Tínhamos um vizinho alto, magérrimo, telegrafista da Viação Férrea do RS, de nome Orlando. Casado com dona Nídia. Moravam na rua Senador Cassiano, paralela à Silva Jardim. O pátio nosso e deles eram lindeiros na parte posterior e as famílias eram tão amigas que existia um portão que comunicava os dois pátios. Seu Orlando era asmático e muitas vezes lembro de meu pai, que era enfermeiro, atravessar o portão correndo para socorrer e debelar com injeção de aminofilina (usada à época) a crise de falta de ar do vizinho. Lembro que ele chegou a fazer um implante de placenta na coxa, indicado como novidade para combater a asma, o que me causou grande espanto. Seu Orlando e dona Nidia, ambos falecidos, tinham quatro filhos : Orlane (falecida em Florianópolis, formada em Letras), "Tida" (médica ginecologista, vive em P. Alegre), "Deco" (funcionário público estadual em Santa Maria) e a Nildinha (funcionária estadual da FASE, ex-FEBEM, em S. Maria).
Dona Nídia tinha um carinho especial por mim e foi uma das pessoas mais bondosas que conheci em minha vida. Todos os parentes dela e do marido que moravam em outras cidades, principalmente em Dilermando de Aguiar, hospedavam-se em sua casa, onde recebiam dedicado atendimento. Ela trabalhava incessantemente para atender a todos, lavando roupas em casa, fazendo comidas gostosas e doces que faziam a alegria da gurizada. Nas festas de aniversário ela fazia uma espécie de bolinho de massa recheado de guizado bem temperado e guardava numa bacia esmaltada coberta por pano de prato alvo e úmido. Quando restava metade da bacia ela não deixava mais ninguém pegar e dizia : "estes são para o James porque ele adora e faço para ele". Ela chamava esses bolinhos de "bombinhas". A última vez que vi dona Nídia foi num apartamento do Hospital de Caridade Astrogildo de Azevedo, onde ela estava internada há três meses. Ela exultou de alegria com minha visita. Fiquei de mãos com ela e com aquele sorriso bondoso, de quem aceita a doença e a morte com naturalidade, ela me disse : "Agora nunca mais poderei fazer aquelas tuas bombinhas..."

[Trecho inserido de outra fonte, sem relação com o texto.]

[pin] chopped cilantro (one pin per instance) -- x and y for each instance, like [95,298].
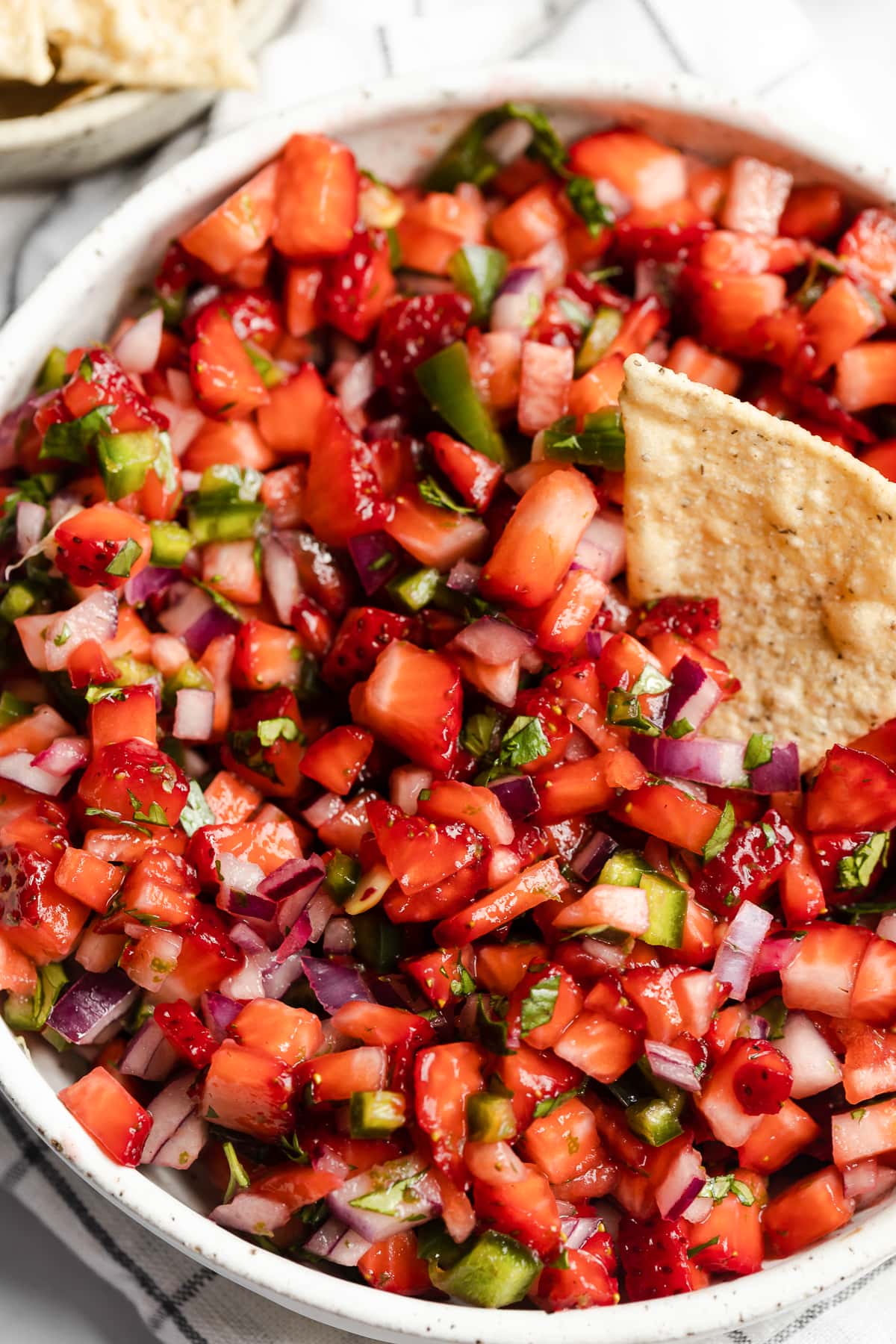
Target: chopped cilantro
[722,835]
[758,750]
[433,494]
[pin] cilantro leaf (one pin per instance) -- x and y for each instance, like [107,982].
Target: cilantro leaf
[722,835]
[857,868]
[122,562]
[758,750]
[539,1004]
[269,730]
[196,812]
[433,494]
[70,440]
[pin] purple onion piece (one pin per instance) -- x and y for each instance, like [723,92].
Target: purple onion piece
[93,1003]
[420,1202]
[255,1214]
[169,1109]
[293,877]
[672,1065]
[464,577]
[739,949]
[210,625]
[517,796]
[374,556]
[148,1054]
[692,697]
[220,1012]
[335,986]
[781,774]
[593,855]
[153,579]
[716,761]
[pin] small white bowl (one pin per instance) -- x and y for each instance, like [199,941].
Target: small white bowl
[395,128]
[96,132]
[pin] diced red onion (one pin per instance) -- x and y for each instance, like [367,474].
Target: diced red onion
[672,1065]
[19,766]
[356,385]
[682,1183]
[774,956]
[211,625]
[282,974]
[519,302]
[609,954]
[63,757]
[335,986]
[815,1065]
[326,808]
[692,695]
[406,785]
[293,878]
[593,855]
[297,937]
[339,936]
[169,1109]
[739,949]
[254,1214]
[492,641]
[193,714]
[781,774]
[220,1012]
[320,910]
[137,349]
[326,1159]
[464,577]
[603,544]
[374,556]
[420,1204]
[31,520]
[887,927]
[89,1006]
[716,761]
[153,579]
[281,576]
[94,618]
[148,1054]
[184,1145]
[337,1243]
[246,905]
[517,794]
[13,423]
[578,1230]
[240,874]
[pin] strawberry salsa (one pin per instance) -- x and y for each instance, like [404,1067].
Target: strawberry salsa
[358,841]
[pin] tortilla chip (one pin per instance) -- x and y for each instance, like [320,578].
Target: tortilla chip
[793,535]
[149,43]
[23,42]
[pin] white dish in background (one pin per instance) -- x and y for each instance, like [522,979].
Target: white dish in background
[96,132]
[396,128]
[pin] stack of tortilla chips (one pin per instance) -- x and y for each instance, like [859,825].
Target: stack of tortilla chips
[148,43]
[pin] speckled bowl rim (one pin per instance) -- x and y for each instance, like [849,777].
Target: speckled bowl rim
[155,213]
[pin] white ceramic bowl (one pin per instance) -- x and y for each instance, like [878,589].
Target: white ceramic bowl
[395,128]
[94,134]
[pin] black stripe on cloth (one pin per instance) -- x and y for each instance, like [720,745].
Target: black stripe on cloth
[90,1225]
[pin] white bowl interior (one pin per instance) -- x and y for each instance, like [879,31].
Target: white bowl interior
[395,129]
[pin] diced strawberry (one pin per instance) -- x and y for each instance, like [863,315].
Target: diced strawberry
[868,249]
[655,1258]
[358,285]
[414,700]
[361,640]
[410,331]
[316,198]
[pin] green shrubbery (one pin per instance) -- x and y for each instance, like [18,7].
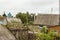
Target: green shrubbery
[44,36]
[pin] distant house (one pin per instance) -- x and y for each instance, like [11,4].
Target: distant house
[49,20]
[3,20]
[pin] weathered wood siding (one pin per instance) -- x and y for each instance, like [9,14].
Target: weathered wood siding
[54,28]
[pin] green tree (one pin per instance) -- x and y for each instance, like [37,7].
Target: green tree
[4,15]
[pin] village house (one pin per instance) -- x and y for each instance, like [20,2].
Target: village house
[52,21]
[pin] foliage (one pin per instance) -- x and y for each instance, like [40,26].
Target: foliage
[4,15]
[44,36]
[44,29]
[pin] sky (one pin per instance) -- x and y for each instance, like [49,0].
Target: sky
[32,6]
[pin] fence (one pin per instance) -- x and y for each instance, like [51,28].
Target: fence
[23,35]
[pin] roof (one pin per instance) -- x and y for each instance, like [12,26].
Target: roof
[47,19]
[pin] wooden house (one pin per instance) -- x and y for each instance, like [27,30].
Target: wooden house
[52,21]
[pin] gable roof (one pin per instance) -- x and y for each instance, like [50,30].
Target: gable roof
[47,19]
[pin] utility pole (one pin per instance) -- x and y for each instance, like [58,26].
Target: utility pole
[51,10]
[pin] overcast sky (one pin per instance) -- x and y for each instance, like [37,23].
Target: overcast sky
[32,6]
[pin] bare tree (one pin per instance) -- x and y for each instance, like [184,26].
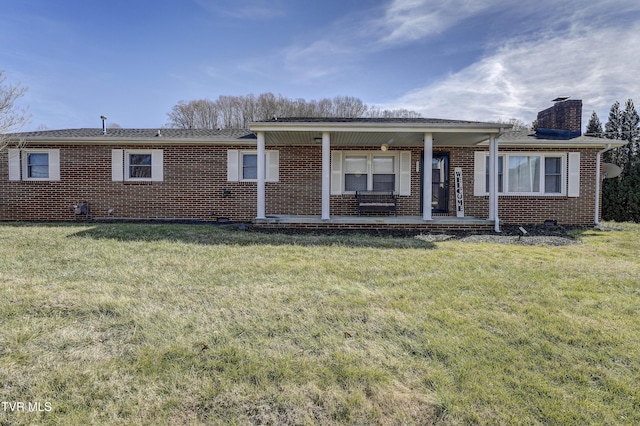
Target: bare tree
[12,119]
[376,112]
[238,111]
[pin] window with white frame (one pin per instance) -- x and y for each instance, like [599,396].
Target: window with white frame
[242,166]
[37,165]
[531,173]
[353,171]
[34,164]
[137,165]
[249,166]
[365,171]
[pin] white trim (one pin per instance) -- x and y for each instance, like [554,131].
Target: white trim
[54,164]
[405,173]
[427,187]
[21,168]
[235,165]
[261,171]
[573,186]
[154,156]
[117,165]
[336,173]
[326,176]
[14,164]
[157,165]
[369,157]
[480,173]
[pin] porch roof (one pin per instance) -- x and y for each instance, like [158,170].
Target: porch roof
[375,131]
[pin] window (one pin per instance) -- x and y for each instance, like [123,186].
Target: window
[242,166]
[500,179]
[523,174]
[383,172]
[249,166]
[530,174]
[355,173]
[37,165]
[34,164]
[137,165]
[369,172]
[553,175]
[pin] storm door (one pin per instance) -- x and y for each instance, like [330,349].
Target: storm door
[439,182]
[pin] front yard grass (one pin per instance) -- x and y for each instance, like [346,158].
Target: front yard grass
[183,324]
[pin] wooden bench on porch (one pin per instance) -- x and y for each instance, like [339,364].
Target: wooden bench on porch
[377,201]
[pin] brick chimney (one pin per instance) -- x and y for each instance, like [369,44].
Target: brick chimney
[563,120]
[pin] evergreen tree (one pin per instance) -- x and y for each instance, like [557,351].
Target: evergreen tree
[630,133]
[594,127]
[621,195]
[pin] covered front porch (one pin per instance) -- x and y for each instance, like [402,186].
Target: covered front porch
[437,223]
[344,140]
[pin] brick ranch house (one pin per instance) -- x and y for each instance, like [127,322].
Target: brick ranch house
[304,172]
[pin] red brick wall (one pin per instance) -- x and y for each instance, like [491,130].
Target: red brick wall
[196,176]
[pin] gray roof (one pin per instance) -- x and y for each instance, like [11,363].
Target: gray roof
[94,134]
[529,138]
[417,120]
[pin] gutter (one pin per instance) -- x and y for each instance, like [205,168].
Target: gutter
[598,184]
[496,224]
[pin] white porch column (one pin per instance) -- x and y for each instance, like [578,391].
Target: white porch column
[261,176]
[492,178]
[427,188]
[326,175]
[493,182]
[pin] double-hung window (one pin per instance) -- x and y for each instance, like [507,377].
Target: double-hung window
[137,165]
[37,165]
[249,166]
[356,173]
[34,164]
[531,173]
[370,172]
[353,171]
[242,166]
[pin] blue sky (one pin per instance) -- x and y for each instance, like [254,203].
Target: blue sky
[132,60]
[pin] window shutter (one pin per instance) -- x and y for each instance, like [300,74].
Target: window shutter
[405,173]
[157,165]
[573,180]
[14,164]
[117,165]
[233,162]
[273,161]
[336,172]
[54,164]
[479,174]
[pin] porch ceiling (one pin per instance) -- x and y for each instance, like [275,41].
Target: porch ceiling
[362,139]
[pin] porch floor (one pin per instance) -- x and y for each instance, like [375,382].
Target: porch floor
[375,222]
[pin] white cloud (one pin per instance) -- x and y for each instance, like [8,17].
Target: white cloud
[592,64]
[409,20]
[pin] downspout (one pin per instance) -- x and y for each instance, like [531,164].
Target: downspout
[496,219]
[598,180]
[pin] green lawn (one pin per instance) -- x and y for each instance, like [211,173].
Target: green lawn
[177,324]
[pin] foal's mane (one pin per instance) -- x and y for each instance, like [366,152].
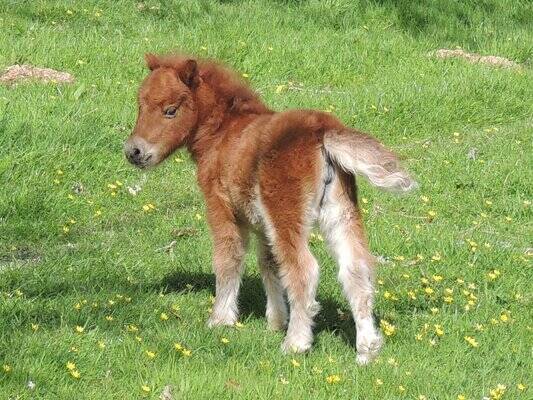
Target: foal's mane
[228,86]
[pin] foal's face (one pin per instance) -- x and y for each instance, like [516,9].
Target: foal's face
[167,113]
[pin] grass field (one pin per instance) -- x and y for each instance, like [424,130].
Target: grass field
[92,306]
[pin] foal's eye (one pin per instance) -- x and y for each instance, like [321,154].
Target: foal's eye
[170,112]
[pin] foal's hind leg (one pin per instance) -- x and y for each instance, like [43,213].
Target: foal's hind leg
[276,309]
[229,244]
[341,223]
[299,275]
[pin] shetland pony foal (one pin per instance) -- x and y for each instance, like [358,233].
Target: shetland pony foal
[274,174]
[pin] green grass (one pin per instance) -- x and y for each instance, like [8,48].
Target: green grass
[369,62]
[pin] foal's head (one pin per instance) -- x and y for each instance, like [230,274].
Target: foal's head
[167,110]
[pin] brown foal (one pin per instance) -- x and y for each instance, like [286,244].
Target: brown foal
[274,174]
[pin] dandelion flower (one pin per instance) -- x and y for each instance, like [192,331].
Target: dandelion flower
[146,389]
[498,392]
[388,328]
[333,379]
[150,354]
[471,341]
[439,331]
[504,317]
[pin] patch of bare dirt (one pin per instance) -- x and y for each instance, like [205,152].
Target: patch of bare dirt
[474,58]
[16,73]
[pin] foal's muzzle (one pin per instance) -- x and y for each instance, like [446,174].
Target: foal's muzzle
[138,153]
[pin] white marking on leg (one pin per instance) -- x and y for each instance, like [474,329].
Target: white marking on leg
[301,287]
[276,308]
[355,273]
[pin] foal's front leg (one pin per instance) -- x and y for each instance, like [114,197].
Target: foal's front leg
[229,242]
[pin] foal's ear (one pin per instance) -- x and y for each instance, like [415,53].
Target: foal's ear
[189,74]
[152,61]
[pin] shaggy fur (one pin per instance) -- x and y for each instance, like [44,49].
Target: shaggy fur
[274,174]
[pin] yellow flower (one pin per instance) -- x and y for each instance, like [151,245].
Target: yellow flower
[281,88]
[150,354]
[333,379]
[388,328]
[494,274]
[471,341]
[498,392]
[146,389]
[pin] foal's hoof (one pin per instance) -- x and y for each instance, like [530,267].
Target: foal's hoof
[368,348]
[277,324]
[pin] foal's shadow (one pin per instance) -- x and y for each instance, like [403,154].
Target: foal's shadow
[252,302]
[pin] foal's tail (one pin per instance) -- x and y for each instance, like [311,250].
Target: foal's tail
[358,153]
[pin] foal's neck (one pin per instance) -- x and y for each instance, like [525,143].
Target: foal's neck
[216,112]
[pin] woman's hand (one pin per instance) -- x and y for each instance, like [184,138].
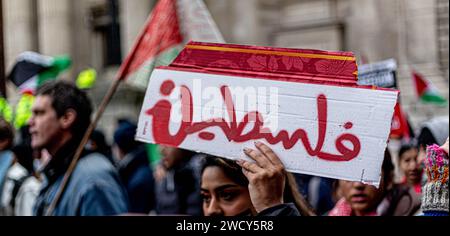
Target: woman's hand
[266,177]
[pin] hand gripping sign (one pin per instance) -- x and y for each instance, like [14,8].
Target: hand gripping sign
[306,104]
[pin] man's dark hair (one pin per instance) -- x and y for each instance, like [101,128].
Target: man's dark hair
[67,96]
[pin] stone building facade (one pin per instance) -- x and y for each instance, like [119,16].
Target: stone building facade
[414,32]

Délbio Vieira era o meu melhor amigo de adolescência e morava na rua Dutra Vila. Filho adotivo de Crescêncio Vieira, barbeiro conhecido na cidade, estabelecido no famoso Salão Lord, na então chamada "Primeira Quadra" da rua Dr. Bozano, hoje "Calçadão". Já idoso e reformado como coronel-bombeiro da Brigada Militar, Délbio veio a saber da existência de seu pai verdadeiro, que era o comerciante Alberi Uglione, um dos sócios-proprietários da UGLIONE AUTOMÓVEIS, célebre revenda dos automóveis Chevrolet. Por estranha coincidência, Alberi era meu padrinho de batismo. Era muito amigo e companheiro de caçada de meu pai. Depois, por estas separações que a vida impõe, as famílias se afastaram e eu cresci como se não tivesse padrinho. Jamais ganhei um só presente de Natal, de Páscoa ou de aniversário de meu padrinho Alberi, já falecido. Por isso, quando meus filhos nasceram tomei o cuidado de convidar para padrinhos apenas parentes (primos e irmãos) para que eles não ficassem com este vácuo que sinto e do qual me ressinto até hoje. Poderia ignorar isso, sonegar esta lembrança, mas nestas minhas memórias pretendo ser verdadeiro. Se as coisas aconteceram assim, porque escondê-las ?
Quanto às "bombinhas" da dona Nidia, ela tinha razão.
Nunca mais as comi.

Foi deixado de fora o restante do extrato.